While rapidly sequencing a patient’s cancer and bioengineering a facultative intracellular bacterium with these features would be very difficult for each new patient, e.g., making sure all the molecular switches have exceptionally high on/off target ratios, it should be possible.
RNA export from L. monocytogenes could potentially be effected using the proteins Zea or Eno[22,23]. Otherwise, asymmetric division and lysis of one of the progeny cells is also a possibility to release a multitude of guide RNAs[24]. However, perhaps the best possibility would be to figure out how to co-opt a type 4 secretion system (T4SS), which usually is able to export DNA and proteins.
There may still be some cancer cells that lack all of the target mutations. However, OVERCOME may be able to account for this in a few ways. Transient reversal of attenuation could be prolonged somewhat, so that replication and hyper-virulence is triggered for a longer period of time.
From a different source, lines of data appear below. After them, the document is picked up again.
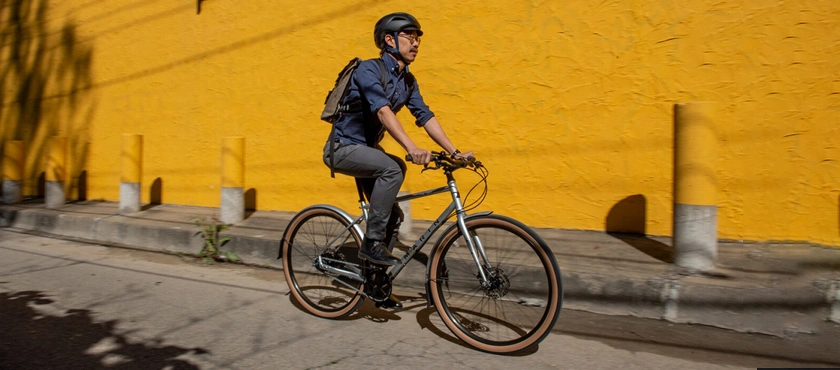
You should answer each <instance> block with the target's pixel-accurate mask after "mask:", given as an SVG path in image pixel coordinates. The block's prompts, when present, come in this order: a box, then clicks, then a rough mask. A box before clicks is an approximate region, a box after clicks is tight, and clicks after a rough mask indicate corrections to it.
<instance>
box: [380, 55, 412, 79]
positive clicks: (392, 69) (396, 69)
mask: <svg viewBox="0 0 840 370" xmlns="http://www.w3.org/2000/svg"><path fill="white" fill-rule="evenodd" d="M382 60H383V61H385V67H386V68H387V69H388V70H389V71H391V72H392V73H394V74H395V75H397V76H399V75H400V74H401V73H400V64H399V63H397V59H396V58H394V56H393V55H391V54H389V53H385V54H383V55H382ZM405 72H408V66H405V68H404V69H403V71H402V73H405Z"/></svg>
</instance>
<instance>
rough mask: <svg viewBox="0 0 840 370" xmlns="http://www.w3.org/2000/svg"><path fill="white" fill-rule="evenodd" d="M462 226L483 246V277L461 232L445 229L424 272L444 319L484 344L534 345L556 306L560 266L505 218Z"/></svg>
mask: <svg viewBox="0 0 840 370" xmlns="http://www.w3.org/2000/svg"><path fill="white" fill-rule="evenodd" d="M466 225H467V230H468V231H469V234H470V236H471V237H472V238H473V240H474V243H475V242H476V241H477V242H478V243H480V244H481V245H482V246H483V247H484V250H485V253H486V255H487V259H488V261H489V267H488V266H485V267H482V269H483V270H484V274H485V276H487V278H488V281H487V283H486V284H482V282H481V281H480V273H479V270H478V268H477V266H476V264H475V262H474V260H473V257H472V254H471V253H470V251H469V248H468V247H467V245H466V242H465V241H464V238H463V234H462V233H461V232H460V230H459V229H458V228H451V229H450V230H449V231H448V232H447V233H446V234H444V235H443V236H442V237H441V239H440V241H439V242H438V244H437V245H436V247H435V250H434V252H433V254H432V261H431V266H432V267H431V273H430V278H431V279H432V281H431V284H430V287H431V294H432V298H433V299H434V304H435V308H436V309H437V311H438V313H439V314H440V316H441V318H442V320H443V322H444V324H446V326H447V327H448V328H449V330H451V331H452V333H453V334H455V336H457V337H458V338H460V339H461V340H463V341H464V342H466V343H467V344H469V345H471V346H473V347H476V348H478V349H480V350H482V351H487V352H493V353H512V352H519V351H523V350H526V349H528V348H530V347H532V346H534V345H536V344H538V343H539V342H540V341H542V340H543V339H544V338H545V337H546V336H547V335H548V334H549V333H550V332H551V329H552V328H553V327H554V324H555V323H556V322H557V318H558V316H559V314H560V308H561V305H562V294H563V293H562V292H563V290H562V283H561V277H560V269H559V268H558V267H557V262H556V261H555V259H554V255H553V254H552V253H551V250H550V249H549V248H548V246H546V245H545V242H544V241H543V240H542V239H541V238H540V237H539V236H538V235H537V234H536V233H535V232H534V231H533V230H531V229H530V228H528V227H527V226H525V225H523V224H522V223H520V222H518V221H515V220H513V219H510V218H506V217H502V216H496V215H489V216H482V217H476V218H472V219H468V220H467V221H466ZM479 260H482V258H481V257H480V256H479Z"/></svg>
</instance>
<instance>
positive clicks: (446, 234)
mask: <svg viewBox="0 0 840 370" xmlns="http://www.w3.org/2000/svg"><path fill="white" fill-rule="evenodd" d="M466 225H467V229H471V228H472V227H474V226H479V225H480V226H491V227H493V226H495V227H497V228H501V229H506V230H515V231H516V233H517V234H519V235H520V236H522V237H523V239H525V240H527V241H528V242H529V243H532V245H537V246H541V244H540V242H539V241H538V240H536V239H534V238H533V237H532V236H531V235H530V234H529V233H528V232H527V231H525V230H523V229H522V228H521V227H519V226H517V225H515V224H513V223H510V222H508V221H506V220H503V219H498V218H492V216H491V217H478V218H474V219H470V220H467V221H466ZM460 236H461V232H460V230H459V229H457V228H454V229H452V231H450V232H449V233H447V234H446V235H444V236H442V237H441V242H440V243H439V244H438V245H437V247H439V248H441V249H443V248H445V247H446V246H447V245H448V244H449V243H451V242H452V240H453V238H456V237H460ZM542 246H544V245H542ZM535 252H536V253H537V254H538V255H539V257H540V261H542V263H543V265H544V266H545V265H548V266H549V267H550V268H548V269H547V271H548V274H549V276H548V280H549V281H550V282H552V284H551V287H550V288H549V289H550V291H551V294H550V296H551V301H550V302H549V305H548V307H549V309H548V312H547V314H546V315H545V317H544V320H543V321H542V322H541V326H540V328H539V329H538V330H537V331H535V332H533V333H531V335H530V336H529V337H528V339H527V340H524V341H522V342H518V343H515V344H511V345H505V346H497V345H491V344H486V343H482V342H479V341H477V340H475V338H472V337H470V336H469V335H467V334H466V333H464V332H463V331H461V329H460V328H459V327H458V325H457V324H455V322H453V321H452V319H451V318H450V317H449V316H448V315H447V314H446V309H445V307H444V306H443V303H441V301H440V300H439V299H438V297H439V296H440V294H441V292H440V290H439V289H438V286H437V284H436V283H435V282H434V281H431V282H430V284H429V286H430V287H431V294H432V297H431V299H432V300H433V301H434V304H435V309H437V312H438V314H439V315H440V317H441V320H443V322H444V324H446V327H448V328H449V330H450V331H451V332H452V333H453V334H455V336H457V337H458V338H459V339H461V340H462V341H464V342H466V343H467V344H469V345H471V346H473V347H475V348H477V349H479V350H482V351H486V352H492V353H513V352H519V351H522V350H525V349H528V348H529V347H531V346H533V345H536V344H538V343H539V342H540V341H542V339H544V338H545V336H546V335H547V334H548V332H549V331H550V330H551V329H552V327H553V326H554V323H555V322H556V320H557V316H558V315H559V311H560V295H561V290H560V284H559V283H558V281H559V279H558V275H557V274H558V273H559V271H557V269H556V266H554V265H553V263H552V259H551V258H549V256H548V255H547V254H546V251H545V250H544V249H543V248H536V250H535ZM440 258H442V254H441V253H439V252H438V250H435V251H434V252H433V257H432V260H431V261H430V263H431V264H432V265H431V266H432V267H431V271H430V274H429V278H430V279H435V276H437V274H438V271H437V269H438V266H439V262H440Z"/></svg>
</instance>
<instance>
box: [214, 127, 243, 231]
mask: <svg viewBox="0 0 840 370" xmlns="http://www.w3.org/2000/svg"><path fill="white" fill-rule="evenodd" d="M244 187H245V138H244V137H241V136H231V137H225V138H223V139H222V191H221V192H222V194H221V195H222V203H221V210H220V216H221V221H222V222H224V223H226V224H234V223H237V222H240V221H242V220H243V219H244V218H245V193H244Z"/></svg>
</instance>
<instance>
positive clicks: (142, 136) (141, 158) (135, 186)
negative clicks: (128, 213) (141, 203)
mask: <svg viewBox="0 0 840 370" xmlns="http://www.w3.org/2000/svg"><path fill="white" fill-rule="evenodd" d="M120 162H121V167H122V168H121V171H120V214H128V213H134V212H139V211H140V183H141V179H142V177H143V135H140V134H123V136H122V148H121V153H120Z"/></svg>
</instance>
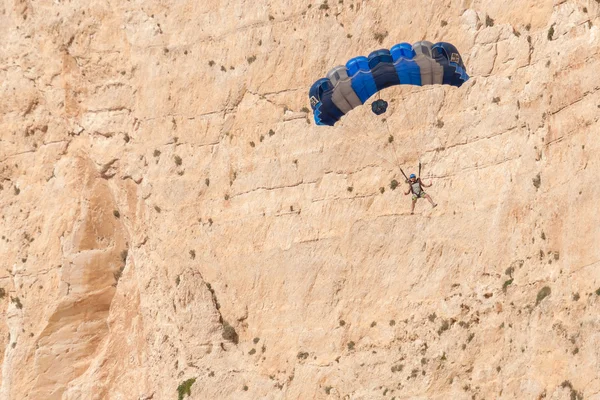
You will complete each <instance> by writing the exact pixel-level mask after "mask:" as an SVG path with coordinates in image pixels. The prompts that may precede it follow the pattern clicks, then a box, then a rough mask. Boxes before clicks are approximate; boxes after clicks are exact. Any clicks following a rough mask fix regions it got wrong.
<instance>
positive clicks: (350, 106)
mask: <svg viewBox="0 0 600 400" xmlns="http://www.w3.org/2000/svg"><path fill="white" fill-rule="evenodd" d="M468 79H469V75H467V72H466V69H465V66H464V64H463V61H462V57H461V56H460V53H459V52H458V50H457V49H456V47H454V45H452V44H450V43H445V42H439V43H436V44H433V43H431V42H427V41H421V42H417V43H415V44H414V45H411V44H409V43H400V44H397V45H395V46H393V47H392V48H391V49H389V50H387V49H381V50H376V51H374V52H372V53H371V54H369V56H368V57H363V56H360V57H355V58H352V59H351V60H349V61H348V62H347V63H346V65H345V66H343V65H340V66H337V67H334V68H333V69H332V70H331V71H329V72H328V73H327V76H326V77H325V78H321V79H319V80H317V81H316V82H315V83H314V84H313V85H312V87H311V88H310V91H309V98H310V105H311V107H312V109H313V112H314V118H315V122H316V123H317V125H330V126H333V125H334V124H335V123H336V122H337V121H339V120H340V118H342V116H344V115H345V114H347V113H348V112H350V111H351V110H352V109H353V108H355V107H358V106H360V105H362V104H364V103H365V102H366V101H367V99H369V97H371V96H373V95H374V94H375V93H377V92H378V91H380V90H383V89H385V88H387V87H390V86H394V85H417V86H423V85H442V84H443V85H452V86H456V87H460V86H461V85H462V84H463V83H465V82H466V81H467V80H468ZM383 103H385V102H383ZM383 103H377V104H375V103H374V104H373V105H372V110H373V112H374V113H375V114H377V115H379V114H382V113H384V112H385V111H386V109H387V103H385V104H383Z"/></svg>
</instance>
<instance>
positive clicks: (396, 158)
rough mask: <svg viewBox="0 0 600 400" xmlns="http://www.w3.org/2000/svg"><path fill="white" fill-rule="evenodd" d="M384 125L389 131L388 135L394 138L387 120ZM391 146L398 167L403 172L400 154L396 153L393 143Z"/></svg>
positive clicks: (384, 121) (391, 142)
mask: <svg viewBox="0 0 600 400" xmlns="http://www.w3.org/2000/svg"><path fill="white" fill-rule="evenodd" d="M383 123H384V125H385V127H386V129H387V131H388V134H389V135H390V136H392V132H390V127H389V125H388V123H387V119H386V120H385V121H384V122H383ZM390 146H391V147H392V151H393V153H394V158H395V159H396V166H397V167H398V169H400V171H402V168H401V167H400V160H399V159H398V153H396V146H395V145H394V142H393V141H392V142H391V143H390ZM402 174H404V172H402Z"/></svg>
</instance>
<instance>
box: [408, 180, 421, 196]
mask: <svg viewBox="0 0 600 400" xmlns="http://www.w3.org/2000/svg"><path fill="white" fill-rule="evenodd" d="M415 183H416V184H418V185H419V193H415V190H414V188H413V185H414V184H415ZM415 183H411V182H410V181H409V185H410V192H411V193H412V194H414V195H415V196H418V195H419V194H421V193H423V186H421V178H417V181H416V182H415Z"/></svg>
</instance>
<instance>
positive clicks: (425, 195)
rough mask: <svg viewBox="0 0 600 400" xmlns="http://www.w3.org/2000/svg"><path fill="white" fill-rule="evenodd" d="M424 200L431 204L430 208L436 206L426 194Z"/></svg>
mask: <svg viewBox="0 0 600 400" xmlns="http://www.w3.org/2000/svg"><path fill="white" fill-rule="evenodd" d="M425 198H426V199H427V200H429V202H430V203H431V206H432V207H435V206H437V204H435V203H434V202H433V200H432V199H431V196H429V195H428V194H426V195H425Z"/></svg>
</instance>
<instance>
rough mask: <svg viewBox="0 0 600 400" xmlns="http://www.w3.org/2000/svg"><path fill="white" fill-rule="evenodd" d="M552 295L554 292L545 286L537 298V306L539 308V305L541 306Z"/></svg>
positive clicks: (535, 301)
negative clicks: (547, 297)
mask: <svg viewBox="0 0 600 400" xmlns="http://www.w3.org/2000/svg"><path fill="white" fill-rule="evenodd" d="M550 293H552V290H550V288H549V287H548V286H544V287H543V288H541V289H540V291H539V292H538V295H537V297H536V300H535V305H536V306H537V305H538V304H540V302H541V301H542V300H544V299H545V298H546V297H548V296H550Z"/></svg>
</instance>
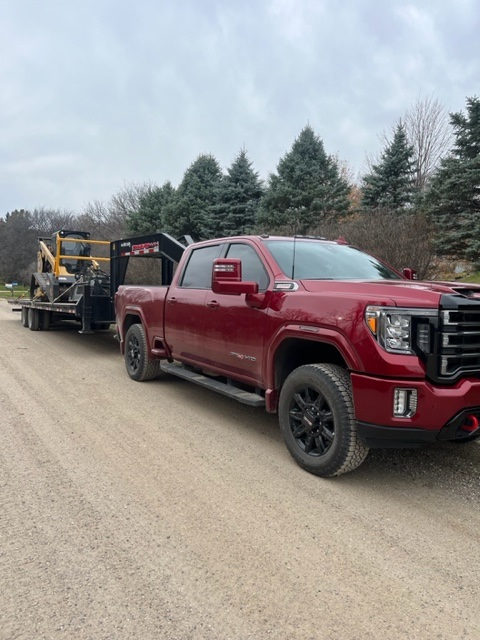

Also, an activation signal could be transmitted from intracellular bacteria that have found a target to nearby extra and intracellular bacteria using the cell-permeable quorum sensing small molecule, AI-1[25]. Finally, a toxin with a bystander effect could be released once the bacteria reach quorum sensing levels[26] or after small molecule administration.

Conclusion:

While this strategy is very involved, and it would require rapid sequencing and bioengineering for each patient – DNA sequencing costs have been dropping dramatically, and we are at the point in synthetic biology that such bioengineering is feasible.
I think that multiplexed targeting of patient clonal mutations could eliminate solid tumors with essentially no side effects, and that we should look into this possibility immediately.

Funding

N/A.

Conflicts of interest

The author declares no conflicts of interest.